Неплохой задел на проблемы с кодировкой в дальнейшем.
+4
st0ne_c0ld, #
ну положим байтики там тоже надо экономить.
Да и официальный язык у нас пока один. И видимо лица имеющие эти карточки — граждане РФ. Что как бы намекает…
–4
fanex, #
4096 — вполне солидный задел на хранение инфы. Удвоение байтов происходит исключительно в кириллических символах, которых в карте все же не так много. Итого: объема вполне достаточно, но для чего-то вводится ANSI-кодировка, от которых отказываются в операционных системах, вебе и базах данных. Подкладывают на будущее небольшую такую бомбочку. Устраивают трудности, с которыми придется бороться в дальнейшем.
+4
evgeny_boger, #
4096 — это вся карточка. На личные данные там выделено только два сектора по 3*16 байт. Упомянутый недокументированный сектор с паспортными данными большой — он имеет 15*16 байт в размере. Не так уж и много. Строковые данные на карточках исключительно кириллические, т.е. удвоение будет происходить везде, если делать, как вы предлагаете.
+1
edogs, #
отказываются в операционных системах, вебе и базах данных
Отказываются только там, где
а) Может понадобится мультиязычность
б) Объем данных и скорость не критичны
Здесь все же объем критичен, а мультиязычность понадобится не может в принципе.

Вообще у идеи «утф везде» есть логичное продолжение — отказаться от int, float и прочих дурацких форматов. Даешь текстовое представление и в утф что бы непременно. А то ведь есть еще римские цифры, а в будущем возможно придумают новый способ записи цифр — нужна универсальность!
–1
bubuq, #
А как же овер 170 языков российской федерации с письменностью на основе кириллицы, знаки которых в ср1251 никак не входят? Даже если не брать карельскй.
+2
Mr_Floppy, #
А в паспорте у них что нарисовано?
+1
nile1, #
В национальных республиках, кстати, в паспортах имеются вкладыши на соответствующем языке, и символы там не всегда из кириллицы русского языка (как минимум, есть всякие дополнительные засечки к буквам). К счастью, это пока только вкладыш, и государственный язык у нас по-прежнему один :)
0
Zegaldis, #
С интересом бы посмотрел такой вкладыш на каком-нибудь нанайско-якутском языке :)
+3
Arrest, #
Не поверите, именно для экономии байтиков. Это тут у вас их миллиарды готовых к использованию, а там их всего 4096, да и к тому же, судя по тексту, планируют их частично раздать разным организациям.
0
shoorick, #
Латинские буквы и в ASCII неплохо живут.
НЛО прилетело и опубликовало эту надпись здесь
+1
brammator, #
не. а также линия.
+3
JaLoveAst1k, #
Дык экономия же, товарищ!
+4
edogs, #
Ну и нафига туда воткнули CP-1251?? Почему не юникод??
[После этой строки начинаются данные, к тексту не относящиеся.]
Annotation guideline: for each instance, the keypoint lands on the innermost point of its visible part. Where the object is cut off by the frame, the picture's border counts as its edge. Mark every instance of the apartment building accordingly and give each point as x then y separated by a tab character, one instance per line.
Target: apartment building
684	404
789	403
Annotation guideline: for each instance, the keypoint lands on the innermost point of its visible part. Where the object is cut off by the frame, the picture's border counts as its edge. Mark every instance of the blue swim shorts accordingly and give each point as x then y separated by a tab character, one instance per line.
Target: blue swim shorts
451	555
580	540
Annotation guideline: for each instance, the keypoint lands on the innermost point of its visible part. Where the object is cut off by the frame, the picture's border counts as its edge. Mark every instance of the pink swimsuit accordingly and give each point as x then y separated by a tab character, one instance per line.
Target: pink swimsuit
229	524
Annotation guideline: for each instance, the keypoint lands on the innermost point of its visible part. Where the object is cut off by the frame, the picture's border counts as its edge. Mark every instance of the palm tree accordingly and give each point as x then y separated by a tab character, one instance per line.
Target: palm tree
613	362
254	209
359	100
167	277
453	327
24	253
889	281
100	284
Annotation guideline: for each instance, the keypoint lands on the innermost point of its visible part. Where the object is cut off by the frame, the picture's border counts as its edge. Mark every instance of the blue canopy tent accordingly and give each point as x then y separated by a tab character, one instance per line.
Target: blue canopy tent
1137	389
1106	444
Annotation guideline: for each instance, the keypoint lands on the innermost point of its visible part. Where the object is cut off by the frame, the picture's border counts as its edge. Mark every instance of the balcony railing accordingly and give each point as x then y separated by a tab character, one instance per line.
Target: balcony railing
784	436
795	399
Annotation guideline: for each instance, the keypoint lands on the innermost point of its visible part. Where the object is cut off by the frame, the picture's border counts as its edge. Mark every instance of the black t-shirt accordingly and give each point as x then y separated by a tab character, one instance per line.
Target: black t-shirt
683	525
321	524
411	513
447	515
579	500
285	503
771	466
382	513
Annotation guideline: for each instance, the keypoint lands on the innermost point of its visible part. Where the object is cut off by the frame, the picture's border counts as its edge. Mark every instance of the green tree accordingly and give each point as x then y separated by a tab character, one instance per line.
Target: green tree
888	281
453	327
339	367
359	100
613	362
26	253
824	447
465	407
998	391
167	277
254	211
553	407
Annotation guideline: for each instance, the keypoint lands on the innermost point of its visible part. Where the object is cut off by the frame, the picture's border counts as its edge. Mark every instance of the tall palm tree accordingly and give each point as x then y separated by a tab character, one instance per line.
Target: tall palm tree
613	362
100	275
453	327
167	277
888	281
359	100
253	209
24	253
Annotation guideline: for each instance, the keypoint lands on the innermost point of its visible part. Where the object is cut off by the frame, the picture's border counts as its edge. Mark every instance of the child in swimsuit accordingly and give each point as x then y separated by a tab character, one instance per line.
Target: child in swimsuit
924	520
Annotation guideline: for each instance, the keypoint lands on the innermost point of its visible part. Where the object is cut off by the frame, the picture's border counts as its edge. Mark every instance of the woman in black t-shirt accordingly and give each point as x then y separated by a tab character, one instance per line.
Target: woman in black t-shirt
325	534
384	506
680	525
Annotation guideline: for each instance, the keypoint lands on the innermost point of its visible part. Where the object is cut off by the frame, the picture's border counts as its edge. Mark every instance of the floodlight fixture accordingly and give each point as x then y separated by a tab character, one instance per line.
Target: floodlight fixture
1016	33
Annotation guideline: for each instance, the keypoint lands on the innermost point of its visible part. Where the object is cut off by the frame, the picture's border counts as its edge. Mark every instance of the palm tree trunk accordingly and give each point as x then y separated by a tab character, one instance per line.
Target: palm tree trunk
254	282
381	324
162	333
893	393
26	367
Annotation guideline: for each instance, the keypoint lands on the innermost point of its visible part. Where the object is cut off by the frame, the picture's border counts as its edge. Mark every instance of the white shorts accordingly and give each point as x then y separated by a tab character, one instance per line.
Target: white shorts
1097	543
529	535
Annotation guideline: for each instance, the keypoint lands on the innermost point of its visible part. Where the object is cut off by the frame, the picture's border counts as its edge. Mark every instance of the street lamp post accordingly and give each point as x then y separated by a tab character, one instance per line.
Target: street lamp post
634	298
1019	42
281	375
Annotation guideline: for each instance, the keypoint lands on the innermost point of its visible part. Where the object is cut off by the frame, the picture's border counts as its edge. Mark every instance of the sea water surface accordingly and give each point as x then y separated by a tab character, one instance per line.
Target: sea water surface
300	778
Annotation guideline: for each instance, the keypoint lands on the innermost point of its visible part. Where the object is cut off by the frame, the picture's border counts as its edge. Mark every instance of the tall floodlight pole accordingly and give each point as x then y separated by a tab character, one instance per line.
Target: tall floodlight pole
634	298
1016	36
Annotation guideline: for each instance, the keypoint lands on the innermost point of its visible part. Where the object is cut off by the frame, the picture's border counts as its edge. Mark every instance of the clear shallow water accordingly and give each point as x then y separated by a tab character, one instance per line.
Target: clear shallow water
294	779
Инструменты, в т.ч. кодировки, надо использовать тогда, когда нужно, а не просто лепить всюду «модное и современное» иногда прибавляя «на всякий случай, мало ли что, вдруг нас захватит германия и китай». Учитывая ЦА карточек — utf-8 — избыточен, следовательно не нужен.
–2
iwuvjhdva, #
«На всякий случай, мало ли что, вдруг нас захватит германия и китай» случается почти всегда, а уж с карточками варианты вполне можно представить.
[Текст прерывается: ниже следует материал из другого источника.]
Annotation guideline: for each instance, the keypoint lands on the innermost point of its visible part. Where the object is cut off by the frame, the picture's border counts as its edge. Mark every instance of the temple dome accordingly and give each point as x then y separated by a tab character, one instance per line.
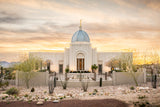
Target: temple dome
80	36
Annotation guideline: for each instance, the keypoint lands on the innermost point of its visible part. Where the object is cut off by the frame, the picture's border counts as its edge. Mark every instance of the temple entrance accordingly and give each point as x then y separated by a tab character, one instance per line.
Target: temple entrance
80	62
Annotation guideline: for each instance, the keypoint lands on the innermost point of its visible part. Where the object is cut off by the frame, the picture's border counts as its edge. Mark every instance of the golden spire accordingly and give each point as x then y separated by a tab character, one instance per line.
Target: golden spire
80	27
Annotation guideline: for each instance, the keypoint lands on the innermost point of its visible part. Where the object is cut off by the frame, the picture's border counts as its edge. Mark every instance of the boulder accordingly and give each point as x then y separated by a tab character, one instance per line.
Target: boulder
40	103
55	101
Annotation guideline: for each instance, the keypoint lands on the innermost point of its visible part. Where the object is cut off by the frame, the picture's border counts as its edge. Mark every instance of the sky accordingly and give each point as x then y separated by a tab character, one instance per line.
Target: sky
48	25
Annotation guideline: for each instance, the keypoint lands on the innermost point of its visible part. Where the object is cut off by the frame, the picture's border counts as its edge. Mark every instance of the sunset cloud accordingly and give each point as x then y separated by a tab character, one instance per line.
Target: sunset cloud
48	25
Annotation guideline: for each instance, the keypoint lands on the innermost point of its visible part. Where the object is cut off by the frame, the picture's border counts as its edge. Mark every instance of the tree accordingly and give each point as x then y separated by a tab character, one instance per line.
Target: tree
94	67
28	67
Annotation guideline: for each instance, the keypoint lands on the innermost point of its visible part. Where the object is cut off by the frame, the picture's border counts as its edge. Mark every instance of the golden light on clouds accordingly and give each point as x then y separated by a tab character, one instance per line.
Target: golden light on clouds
48	25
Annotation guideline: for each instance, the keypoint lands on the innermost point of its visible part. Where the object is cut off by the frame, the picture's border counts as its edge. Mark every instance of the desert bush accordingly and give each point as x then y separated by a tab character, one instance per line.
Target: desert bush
32	90
132	88
12	91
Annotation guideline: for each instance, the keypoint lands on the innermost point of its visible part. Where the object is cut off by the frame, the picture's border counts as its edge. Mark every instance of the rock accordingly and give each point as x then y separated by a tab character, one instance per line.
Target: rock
56	101
40	103
142	88
60	95
40	100
3	95
67	96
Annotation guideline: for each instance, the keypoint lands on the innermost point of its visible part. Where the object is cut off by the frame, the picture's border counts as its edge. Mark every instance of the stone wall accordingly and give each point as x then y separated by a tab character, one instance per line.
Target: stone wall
120	78
38	79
И да — все, что не Юникод — зло.
+9
Entropius, #
0x21 — код документа, удостоверяющего личность (паспорт гражданина)
0
dkuzevanov, #
0х10 — заграничный паспорт
0х03 — свидетельство о рождении
0х14 — временное удостоверение личности
+1
Int_13h, #
Мужики интересуются, будут ли выдавать СКНМ?
+2
beardog, #
Статья из серии «хакер в столовой». Прежде чем обвинять человека, привели бы хоть пару вариантов других технических решений
+1
xiWera, #
Тоже вспомнилось :)
+9
evgeny_boger, #
здравый смысл как бы подсказывает:
  • Не записывать на карту паспортные данные без надобности
  • Если паспортные данные записываются, то это должно быть документировано. Сейчас это никак не отражено в документах
  • Нельзя не полагаться на алгоритмы шифрования и защиты, принцип работы которых вам неизвестен
  • Если уж в 2002 году по какой-то причине разработчики понадеялись на Mifare, то в 2008 г. после сообщений о реверс-инжиниринге алгоритмов (об этом кажется даже в спид-инфо писали), или в 2009г. после практического взлома карточек надо было начать срочно менять систему хотя бы для вновь выдаваемых карт
  • Самое простое и проверенное решение — шифровать всё асимметрично, например по ГОСТу
  • Закрытые ключи лучше регулярно менять (ну раз в неделю например), старые не хранить. Позволит в случае компроментирования какого-нибудь закрытого ключа менять не все карточки, а малую часть.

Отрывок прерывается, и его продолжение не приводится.